And at a cabinet meeting earlier on Tuesday, South Korean President Moon Jae-in urged his unification and sports ministers to take steps to include North Koreans in Pyeongchang.
Kim’s New Year’s address was a gift to the South Korean president. The liberal Moon has been consistently clear that he wants to engage with Pyongyang, and has said that a North Korean presence at the 2018 Winter Olympics could be a first step toward improved inter-Korean relations. Last June, he called for a joint inter-Korean team.
However, Moon’s requests for dialog have been ignored and rebuffed as Kim expended his rhetorical ammunition on his war of words with the United States President Donald Trump.
The only significant inter-Korean contact of Moon’s administration took place in June, during the 2017 World Taekwondo Championships in Muju, South Korea, which was attended by a North Korean delegation.
In Muju, Moon suggested fielding an inter-Korean team for Pyeongchang. But a promised return invitation for South Koreans to attend a taekwondo championship in Pyongyang, North Korea, in September, was never received as relations deteriorated and contacts dried up.
While experts were cautiously positive on the new year developments, they warned that South Korea should not get starry-eyed over Kim’s suddenly conciliatory approach toward Seoul.
“Domestically this may be good news, as Moon Jae-in has been hoping for this and North Korea has responded to the call for dialog, but I don’t know if this dialog can be expanded to the nuclear issue,” said Dr. Kang Choi, vice-president of Seoul’s Asan Institute, a think tank.
“I think that Kim has been trying to be recognized by the US as a nuclear state, but that has been a failure, so now he has chosen South Korea as a gateway to the US.”
Some pundits believe that Pyongyang’s nuclear arms program is not intended merely to deter an attack, but is an offensive tool to leverage Seoul and Washington apart.

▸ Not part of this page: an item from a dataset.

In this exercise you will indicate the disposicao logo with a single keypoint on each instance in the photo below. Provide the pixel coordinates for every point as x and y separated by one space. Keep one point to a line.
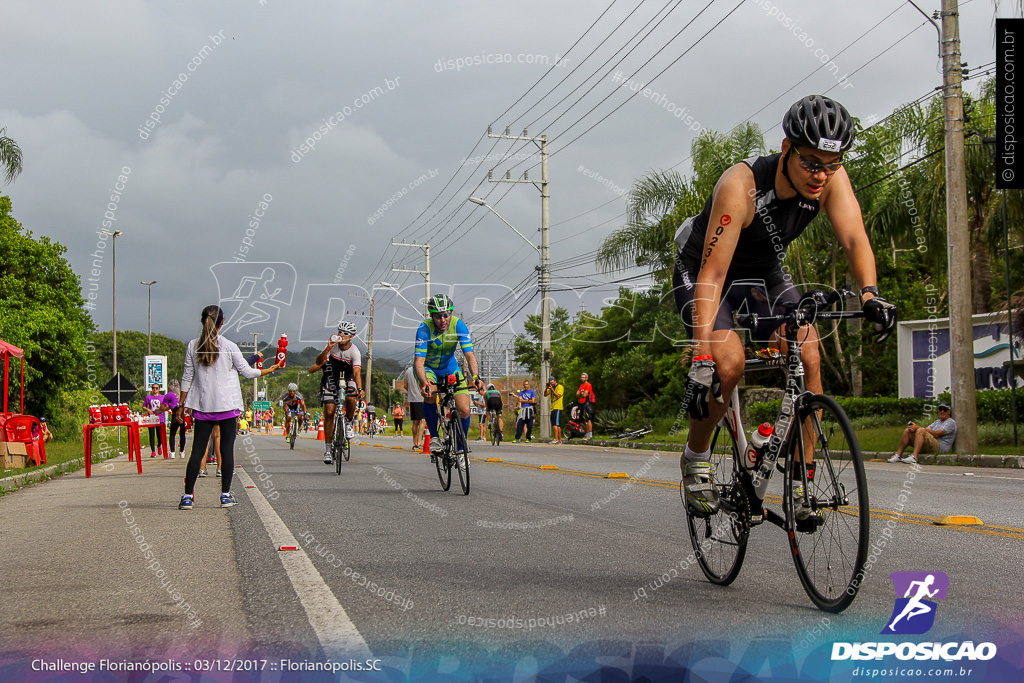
916 593
913 612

Moon recently suggested that South Korean-US military exercises could be suspended in the run-up to the Pyeongchang Games – a suspension that could dull the currently high tensions on the peninsula. The suggestion has met with a lukewarm response in Washington, and Trump himself has only said, “we’ll see” in reponse to Kim’s speech.
Seoul should be “both cautious and confident” in the mooted dialog, said Daniel Pinkston, a strategy expert at Troy University, as Pyongyang’s “nationalistic appeals and united-front tactics can get traction in portions of South Korean society.”
“In the short term, a big win for North Korea would be ending or scaling back the combined and multi-national military exercises in the South this spring,” Pinkston added. “And even if that does not happen, they will work on creating social pressure from sympathetic groups in the South.”
Moon’s hopes for Winter Olympic diplomacy appear high – perhaps reflecting the success of US President Richard Nixon and Chinese leader Deng Xiaoping’s in “ping-pong diplomacy” with which led to improved ties between China and the United States.
And there is a history of inter-Korean sports diplomacy. In 1991, the two Koreas fielded joint table tennis and junior football teams, and at the 2000 and 2004 summer Olympics, marched on together, but completed separately. A high-ranking North Korean delegation also visited the 2014 Asian Games in South Korea.
However, none of these promising opportunities led to any long-term impact on the troubled relations that continue to roil the divided peninsula.